In three days, on January 21, the nation prepares for the inauguration of Barack Obama, America’s first African-American President, for his second term. At the same time, we will pause throughout the country to honor a man whose efforts were instrumental in many ways in this historic inauguration. January 21 is Martin Luther King, Jr. Day, a holiday marked every year on the third Monday in January since 1986, and since 2000, recognized in all 50 states.
Martin Luther King, Jr. was born January 15, 1929 in Atlanta, Georgia, the son of a Baptist preacher. He followed his father’s profession, becoming a pastor in a church in the south, ministering to the needs of a then-segregated black community. The Montgomery bus boycott, sparked by Rosa Parks arrest for refusing to give up her seat on a bus to a white male passenger, King became the leader of the national civil rights movement, and in 1957 helped found the Southern Christian Leadership Conference.
Awarded the Nobel Peace Prize for his achievements in moving the cause of civil rights forward in the United States, and honored around the world, he is best remembered for his historic “I Have a Dream” speech on the steps of the Lincoln Memorial in August 1963, before an audience of 250,000 civil rights supporters at the close of the March on Washington. After the 1963 event, King turned his attention to a focus on poverty and the war in Vietnam, which he vehemently opposed.
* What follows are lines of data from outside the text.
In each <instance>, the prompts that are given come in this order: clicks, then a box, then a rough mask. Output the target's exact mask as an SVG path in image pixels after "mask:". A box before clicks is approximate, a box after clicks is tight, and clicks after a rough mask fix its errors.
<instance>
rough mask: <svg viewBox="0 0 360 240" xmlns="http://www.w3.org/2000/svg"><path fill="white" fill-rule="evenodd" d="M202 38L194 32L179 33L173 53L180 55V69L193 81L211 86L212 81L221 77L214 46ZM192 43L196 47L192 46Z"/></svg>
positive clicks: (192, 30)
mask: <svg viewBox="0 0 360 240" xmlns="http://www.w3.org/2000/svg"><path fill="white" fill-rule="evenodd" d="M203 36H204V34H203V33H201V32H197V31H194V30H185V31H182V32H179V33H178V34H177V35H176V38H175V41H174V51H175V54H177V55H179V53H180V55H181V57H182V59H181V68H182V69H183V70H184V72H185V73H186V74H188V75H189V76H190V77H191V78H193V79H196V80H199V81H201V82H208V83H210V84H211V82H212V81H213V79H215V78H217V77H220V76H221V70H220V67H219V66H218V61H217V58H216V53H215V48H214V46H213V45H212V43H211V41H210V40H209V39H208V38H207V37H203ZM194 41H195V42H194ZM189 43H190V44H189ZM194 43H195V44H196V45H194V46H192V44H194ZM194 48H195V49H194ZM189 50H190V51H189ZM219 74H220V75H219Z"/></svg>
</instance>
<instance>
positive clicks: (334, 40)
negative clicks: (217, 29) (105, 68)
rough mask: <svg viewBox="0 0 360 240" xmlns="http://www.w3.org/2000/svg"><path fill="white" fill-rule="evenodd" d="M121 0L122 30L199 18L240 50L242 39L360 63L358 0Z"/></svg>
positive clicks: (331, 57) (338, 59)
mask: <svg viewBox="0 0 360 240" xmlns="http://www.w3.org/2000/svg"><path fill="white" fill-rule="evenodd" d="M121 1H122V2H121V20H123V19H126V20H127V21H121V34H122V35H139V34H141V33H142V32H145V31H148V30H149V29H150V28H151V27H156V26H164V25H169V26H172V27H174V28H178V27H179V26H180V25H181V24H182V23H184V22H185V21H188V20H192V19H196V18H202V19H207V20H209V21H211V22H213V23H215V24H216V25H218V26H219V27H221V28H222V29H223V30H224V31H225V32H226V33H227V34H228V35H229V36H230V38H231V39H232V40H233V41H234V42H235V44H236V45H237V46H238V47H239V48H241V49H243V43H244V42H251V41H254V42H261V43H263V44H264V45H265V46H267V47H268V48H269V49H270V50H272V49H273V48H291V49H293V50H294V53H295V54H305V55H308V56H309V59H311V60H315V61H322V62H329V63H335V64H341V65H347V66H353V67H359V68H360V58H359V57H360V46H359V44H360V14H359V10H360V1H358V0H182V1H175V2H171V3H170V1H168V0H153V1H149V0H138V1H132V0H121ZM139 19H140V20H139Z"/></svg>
In Memphis, Tennessee to support that city’s garbage workers in their strike for better wages and working conditions, King was slain by James Earl Ray on April 4, 1968. His death touched off riots around the country in some of the worst racial violence the country has ever seen.
King’s words in Washington in 1963 are as appropriate today as they were then, given the economic and social problems plaguing the nation over 150 years after the end of the Civil War. We are still a nation of haves and have-nots, with millions going to bed at night with empty stomachs, without shelter, and deprived of the right to ‘life, liberty, and the pursuit of happiness.’ The promissory note written by the Founding Fathers when they drafted the Declaration of Independence and the Constitution is still due for many. As King said, “In a sense we have come to our nation’s capital to cash a check. When the architects of our republic wrote the magnificent words of the Constitution and the Declaration of Independence, they were signing a promissory note to which every American was to fall heir to.” We should take careful note of what he said after that, though. “In the process of gaining our rightful place we must not be guilty of wrongful deeds . . . let us not wallow in the valley of despair.”
His dream, the American dream, remains largely a dream. To honor his legacy, it is up to us, each of us, to continue to work to make that dream a reality. Even though we might have to face the ‘difficulties of today and tomorrow,’ we should still cling to that dream, a dream that is ‘deeply rooted in the American dream.’